Because breaking up is hard to do it took Girls two attempts to say its final goodbyes. For a series that has so often struggled with consistency its exit - both of them - can only be labelled a total success.
As regular viewers of the show could attest, this was by no means guaranteed. Just like its central characters Girls has displayed flashes of brilliance over the years while wrestling with its flaws and occasionally succumbing to its worst instincts .
But over the past two weeks creator/writer/star Lena Dunham orchestrated a satisfying and confident conclusion to her show. Each character, including the increasingly stellar supporting cast, got their goodbyes, wrapped their arcs and ended up in their right place.
Even Dunham's character Hannah, who, at the very end of it all, had done the unthinkable and left New York, a city where "people literally shit in the streets", for a responsible teaching position at a pastoral out of town university.
Is it a cop out that they all lived happily ever after? Girls prided itself on its messy realism, its insistence that life was not something neat and tidy and easily understood. Its characters were chasing that naive ideal because, at heart, they all believed they were special and deserved it.
So yeah... I guess it is a bit. But it offered closure and besides, who really wanted to see them ride off miserably into the sunset. Better to go out dancing.
These two final episodes both served as very separate and distinct farewells. The first, fittingly titled Goodbye Tour was more traditional and upbeat and would have felt very familiar to fans of Girls producer/writer Judd Apatow.
The four girls, Hannah, Marnie, Jessa and Shoshanna burned their friendship to the ground with another blazing row. The power of everyone's self-involved righteousness obliterating any hopes of reconciliation. As they squared off in the bathroom at Shoshanna's engagement party. Words were said. The sort of which there is no coming back from.
"I have come to realize how exhausting and narcissistic and ultimately boring this whole dynamic is," spat Shoshanna with barely contained venom. "I think we should all just agree to call it."
Was that Dunham taking a thinly veiled swipe at her critics?

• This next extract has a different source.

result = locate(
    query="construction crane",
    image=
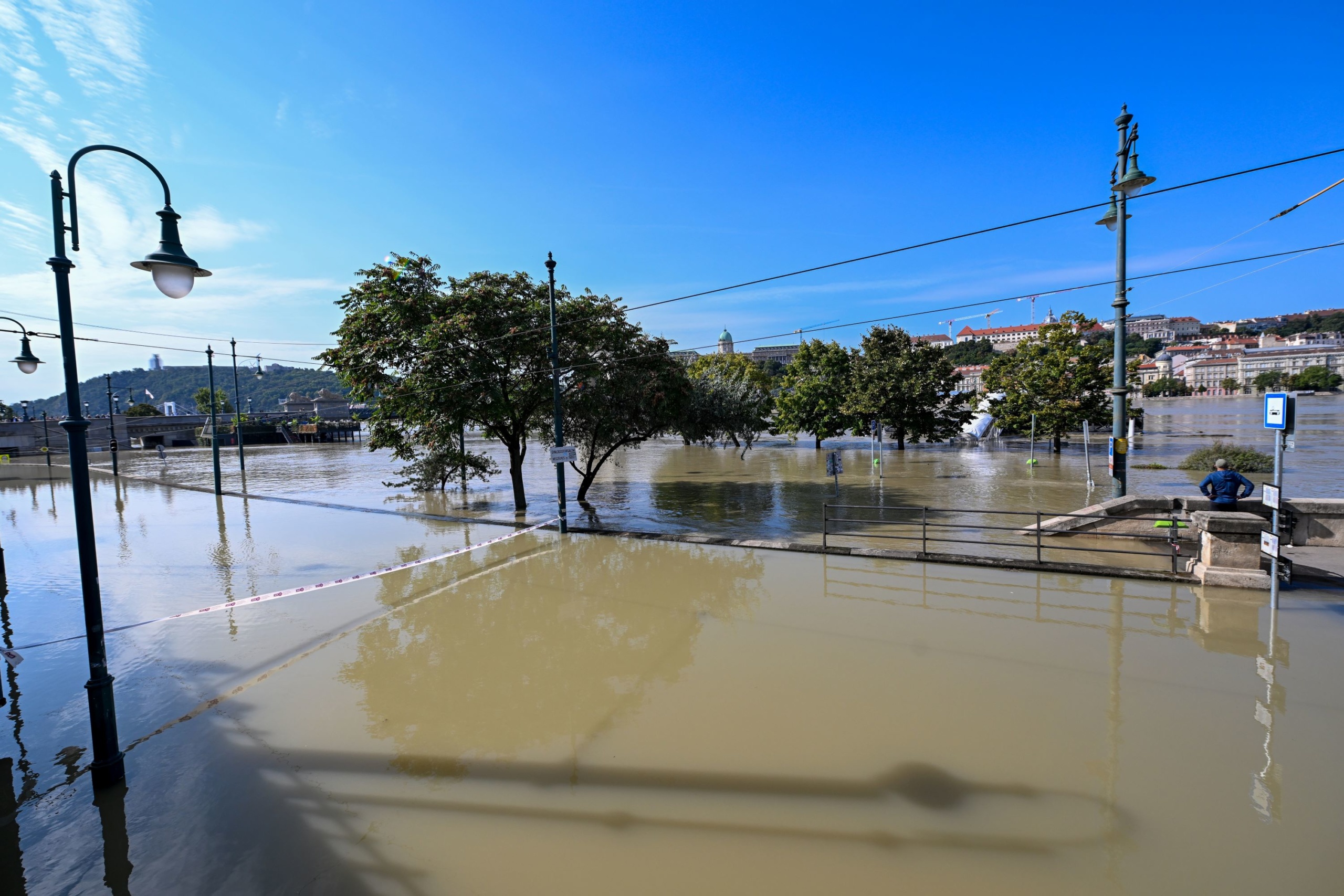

Most likely. But it worked and the girls stormed out then stalked out a separate corner of the party in which to skulk and sulk in.
They continued to party separately; Hannah doing her bad robot dancing, Marnie flirting with the suits, Jessa laughing it off with some brand new pals and Shosh draping herself across her fiancé.
But through the healing powers of booze and dance some small reconciliations were made; a touching moment between Jessa and Hannah sealed their season long rift and a brief dance between Hannah and Marnie patched things up there.
But as the editing skewered time and separated the girls off from each other we zoomed slowly in on Hannah's dawning realisation this really was the end. That this group of friends who had all gone through a pivotal part of their lives together, who'd been there, helped, supported and caused trouble with each other, was done.
Hannah, one of the most exhausting and narcissistic characters to ever grace the small screen, finally achieved a level of growth and self-awareness that she had seemed wilfully incapable of achieving at any point previously over the past six years.
It was a bittersweet moment. Everyone smiling and happy caught up in their own worlds as opposed to each others.
And if it had ended there it would have been a great way to go. But it didn't.
Latching, the final episode, felt more like an epilogue. We jumped five months into the future and joined Hannah, her baby Grover, and Marnie upstate.
This episode focused on this family unit, mainly struggling together and kept a tight focus.
Marnie, acting as a stand-in for Grover's absent surfer-dude dad, was getting on Hannah's tits with her "helping". Grover wasn't getting on Hannah's tits, causing her to stress out because she thought his refusal to breastfeed must mean he hated her. As her Mum would later point out, a baby is incapable of hate.
Where the previous episode saw Hannah realising people grow apart and friendships don't last forever, this one focused on her accepting her new role as a parent. This mainly revolved around a very funny chance encounter/confrontation with a hysterical, pants-less, teenage girl.
Its closing moments however were tender and quiet. Just Hannah and her baby, rocking gently together in the dark, both accepting of the other. The girl all grown up.